This suffers from all the usual flaws of env variable secrets. The big one being that any other process being run by the same user can see the secrets once “injected”. Meaning that the secrets aren’t protected from your LLM agent at all.
So really all you’re doing is protecting against accidental file ingestion. Which can more easily be done via a variety of other methods. (None of which involve trusting random code that’s so fresh out of the oven its install instructions are hypothetical.)
There are other mismatches between your claims / aims and the reality. Some highlights: You’re not actually zeroizing the secrets. You call `std::process::exit()` which bypasses destructors. Your rotation doesn’t rotate the salt. There are a variety of weaknesses against brute forcing. `import` holds the whole plain text file in memory.
Again, none of these are problems in the context of just preventing accidental .env file ingestion. But then why go to all this trouble? And why make such grand claims?
Stick to established software and patterns, don’t roll your own. Also, don’t use .env if you care about security at all.

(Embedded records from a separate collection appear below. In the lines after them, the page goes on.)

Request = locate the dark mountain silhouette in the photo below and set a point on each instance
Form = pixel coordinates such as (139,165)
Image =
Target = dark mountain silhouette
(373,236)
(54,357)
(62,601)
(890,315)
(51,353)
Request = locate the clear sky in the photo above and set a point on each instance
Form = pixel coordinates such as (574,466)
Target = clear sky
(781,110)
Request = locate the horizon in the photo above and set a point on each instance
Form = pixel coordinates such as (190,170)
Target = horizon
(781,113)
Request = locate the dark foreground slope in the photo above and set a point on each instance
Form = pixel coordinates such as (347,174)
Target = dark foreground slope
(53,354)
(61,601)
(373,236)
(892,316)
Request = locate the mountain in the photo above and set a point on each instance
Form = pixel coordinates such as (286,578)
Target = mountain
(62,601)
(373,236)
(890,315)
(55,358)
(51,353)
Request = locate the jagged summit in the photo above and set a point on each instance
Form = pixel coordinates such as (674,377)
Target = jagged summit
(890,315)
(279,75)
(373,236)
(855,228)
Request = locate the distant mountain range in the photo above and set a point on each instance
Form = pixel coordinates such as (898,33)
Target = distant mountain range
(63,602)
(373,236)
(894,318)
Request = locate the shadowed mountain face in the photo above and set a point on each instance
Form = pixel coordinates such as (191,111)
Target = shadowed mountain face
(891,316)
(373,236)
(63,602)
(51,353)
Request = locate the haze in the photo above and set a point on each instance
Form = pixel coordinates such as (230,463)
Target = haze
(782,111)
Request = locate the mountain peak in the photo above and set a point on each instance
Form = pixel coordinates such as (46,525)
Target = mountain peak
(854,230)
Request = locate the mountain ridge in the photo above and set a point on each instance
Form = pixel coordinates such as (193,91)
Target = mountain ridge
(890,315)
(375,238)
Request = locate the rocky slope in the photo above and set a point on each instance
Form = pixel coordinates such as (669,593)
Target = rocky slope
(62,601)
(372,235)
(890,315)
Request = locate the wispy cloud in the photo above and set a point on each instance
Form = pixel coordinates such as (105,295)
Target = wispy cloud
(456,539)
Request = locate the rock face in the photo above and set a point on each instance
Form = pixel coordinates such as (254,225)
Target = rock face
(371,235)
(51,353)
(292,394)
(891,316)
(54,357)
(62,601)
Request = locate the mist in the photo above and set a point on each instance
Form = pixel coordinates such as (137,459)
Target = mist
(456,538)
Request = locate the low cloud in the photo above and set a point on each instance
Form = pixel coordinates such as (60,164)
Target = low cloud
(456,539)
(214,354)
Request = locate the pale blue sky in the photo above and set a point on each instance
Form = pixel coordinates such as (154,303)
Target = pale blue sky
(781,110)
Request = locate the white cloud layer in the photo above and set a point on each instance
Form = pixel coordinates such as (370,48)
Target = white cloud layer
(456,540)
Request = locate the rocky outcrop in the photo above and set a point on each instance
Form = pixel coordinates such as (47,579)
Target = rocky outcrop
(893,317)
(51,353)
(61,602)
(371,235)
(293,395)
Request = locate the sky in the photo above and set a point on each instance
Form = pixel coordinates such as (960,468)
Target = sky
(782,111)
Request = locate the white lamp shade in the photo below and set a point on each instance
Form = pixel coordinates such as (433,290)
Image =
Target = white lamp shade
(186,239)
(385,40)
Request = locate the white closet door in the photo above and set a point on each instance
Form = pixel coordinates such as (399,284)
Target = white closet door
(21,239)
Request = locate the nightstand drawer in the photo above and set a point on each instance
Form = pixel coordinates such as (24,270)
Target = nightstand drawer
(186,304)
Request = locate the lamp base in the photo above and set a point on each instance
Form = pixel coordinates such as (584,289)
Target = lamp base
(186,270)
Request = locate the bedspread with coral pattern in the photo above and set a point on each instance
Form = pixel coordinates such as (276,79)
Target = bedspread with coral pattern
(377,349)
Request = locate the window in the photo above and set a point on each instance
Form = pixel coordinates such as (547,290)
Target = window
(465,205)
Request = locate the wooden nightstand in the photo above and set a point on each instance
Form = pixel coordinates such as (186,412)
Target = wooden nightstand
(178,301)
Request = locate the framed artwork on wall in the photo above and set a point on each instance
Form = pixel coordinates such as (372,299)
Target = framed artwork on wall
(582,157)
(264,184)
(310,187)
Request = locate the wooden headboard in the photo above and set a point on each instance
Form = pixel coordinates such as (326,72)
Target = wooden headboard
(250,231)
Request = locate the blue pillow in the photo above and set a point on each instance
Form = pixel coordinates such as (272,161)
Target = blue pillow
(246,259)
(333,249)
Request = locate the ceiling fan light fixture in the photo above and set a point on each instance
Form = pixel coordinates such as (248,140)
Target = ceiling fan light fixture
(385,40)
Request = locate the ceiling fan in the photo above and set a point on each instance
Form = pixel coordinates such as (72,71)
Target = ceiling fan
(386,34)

My favorite part: I love that “wrong password returns an error” is listed as a notable test. Thanks Claude! Good looking out.
This is amazing. I agree with your take except "You’re not actually zeroizing the secrets"... I think it is actually calling zeroize() explicitly after use.
Can I get your review/roast on my approach with OrcaBot.com? DM me if I can incentivize you.. Code is available:
https://github.com/Hyper-Int/OrcaBot
enveil = encrypt-at-rest, decrypt-into-env-vars and hope the process doesn't look.
Orcabot = secrets never enter the LLM's process at all. The broker is a separate process that acts as a credential-injecting reverse proxy. The LLM's SDK thinks it's talking to localhost (the broker adds the real auth header and forwards to the real API). The secret crosses a process boundary that the LLM cannot reach.